The LAT fronts a dispatch from Burma, where survivors of Cyclone Nargis continue to struggle to stay alive and, in the worst-hit areas, must learn to get used to the smell of decomposing dead bodies. “It’s not 10, it’s not 100, it’s thousands of bodies,” one survivor said. “We gave up collecting corpses around here.” Soldiers started to gather corpses but also seem to have given up. Although some small amount of food aid is apparently getting to the survivors, locals in the rice-producing region haven’t received any of the necessary materials to start planting again and worry they’ll lose another rice crop, which would only compound their desperation. “I didn’t die, but I feel dead,” a 70-year-old woman said.

In other related news, Burma’s military junta announced that it will let members of the Association of Southeast Asian Nations coordinate international relief efforts but emphasized that “there will not be uncontrolled access.” The U.N. secretary-general plans to travel to Burma today after the country’s military leaders failed to respond to his letters and telephone calls.

The WP fronts, and the NYT goes inside with, a new study that debunks the popular idea of a “boys’ crisis” in the nation’s schools.
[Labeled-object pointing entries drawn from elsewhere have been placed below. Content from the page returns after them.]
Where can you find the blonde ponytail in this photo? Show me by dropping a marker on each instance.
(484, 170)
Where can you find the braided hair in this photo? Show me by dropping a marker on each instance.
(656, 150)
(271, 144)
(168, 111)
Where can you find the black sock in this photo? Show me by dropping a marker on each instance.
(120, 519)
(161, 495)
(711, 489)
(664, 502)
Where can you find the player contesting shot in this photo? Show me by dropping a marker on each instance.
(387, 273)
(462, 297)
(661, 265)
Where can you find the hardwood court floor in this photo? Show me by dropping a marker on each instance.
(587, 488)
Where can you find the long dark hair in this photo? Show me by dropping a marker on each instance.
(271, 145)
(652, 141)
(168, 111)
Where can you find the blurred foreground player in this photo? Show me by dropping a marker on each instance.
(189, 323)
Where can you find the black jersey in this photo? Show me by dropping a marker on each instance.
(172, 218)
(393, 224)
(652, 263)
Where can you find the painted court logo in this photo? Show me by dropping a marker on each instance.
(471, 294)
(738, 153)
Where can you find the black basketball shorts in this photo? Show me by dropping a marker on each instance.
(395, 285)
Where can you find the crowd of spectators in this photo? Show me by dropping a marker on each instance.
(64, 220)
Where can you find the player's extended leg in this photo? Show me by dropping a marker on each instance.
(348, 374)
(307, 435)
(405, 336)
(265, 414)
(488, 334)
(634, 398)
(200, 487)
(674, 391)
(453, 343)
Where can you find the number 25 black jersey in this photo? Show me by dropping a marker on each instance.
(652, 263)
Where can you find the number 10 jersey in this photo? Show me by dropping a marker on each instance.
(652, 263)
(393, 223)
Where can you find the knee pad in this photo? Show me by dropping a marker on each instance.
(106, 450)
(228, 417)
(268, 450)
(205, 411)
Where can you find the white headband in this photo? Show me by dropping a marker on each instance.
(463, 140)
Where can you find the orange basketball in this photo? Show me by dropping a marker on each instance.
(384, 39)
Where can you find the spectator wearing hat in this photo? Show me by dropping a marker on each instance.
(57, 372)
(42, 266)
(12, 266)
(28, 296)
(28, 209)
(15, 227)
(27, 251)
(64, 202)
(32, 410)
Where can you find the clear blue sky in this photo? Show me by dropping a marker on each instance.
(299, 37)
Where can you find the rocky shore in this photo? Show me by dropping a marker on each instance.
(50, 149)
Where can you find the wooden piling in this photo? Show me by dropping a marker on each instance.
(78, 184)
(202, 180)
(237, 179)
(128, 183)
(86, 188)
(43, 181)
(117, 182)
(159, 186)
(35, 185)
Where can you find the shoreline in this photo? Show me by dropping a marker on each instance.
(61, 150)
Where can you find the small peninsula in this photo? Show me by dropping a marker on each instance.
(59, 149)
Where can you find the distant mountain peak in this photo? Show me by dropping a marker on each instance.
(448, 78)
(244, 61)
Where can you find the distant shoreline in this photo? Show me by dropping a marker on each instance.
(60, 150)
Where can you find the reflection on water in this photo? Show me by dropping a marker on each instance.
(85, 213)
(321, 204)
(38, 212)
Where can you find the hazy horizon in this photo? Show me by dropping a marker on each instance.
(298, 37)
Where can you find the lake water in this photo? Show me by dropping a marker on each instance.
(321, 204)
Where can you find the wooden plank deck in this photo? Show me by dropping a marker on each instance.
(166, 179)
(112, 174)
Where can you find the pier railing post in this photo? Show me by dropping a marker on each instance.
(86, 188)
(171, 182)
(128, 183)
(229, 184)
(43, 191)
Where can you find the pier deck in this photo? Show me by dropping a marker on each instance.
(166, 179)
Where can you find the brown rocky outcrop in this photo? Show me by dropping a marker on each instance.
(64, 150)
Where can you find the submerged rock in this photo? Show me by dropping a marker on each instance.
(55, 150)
The report found that the success of girls in education has not come at the expense of boys and notes that income level is a better determinant of academic achievement than gender. “There is no crisis with boys. If there is a crisis, it is with African American and Hispanic students and low-income students, girls and boys,” one of the study’s co-authors said.

In another bit of popular-myth debunking, the WP goes inside with a new study that says it simply isn’t true that teenagers are engaging in oral sex more regularly as a way to keep their “technical virginity.” If anything, it turns out that intercourse might be considered the gateway to oral sex (though, in truth, it all appears to happen at about the same time). “Most teens don’t have oral sex until they have had vaginal sex,” one of the study’s coordinators said. Overall, this means parents need to get used to the idea that they have to talk to their kids about a variety of sexual activities. “They have to embrace the ‘ick’ factor,” said the director of an advocacy group to prevent teen pregnancy. “They have to face the facts.”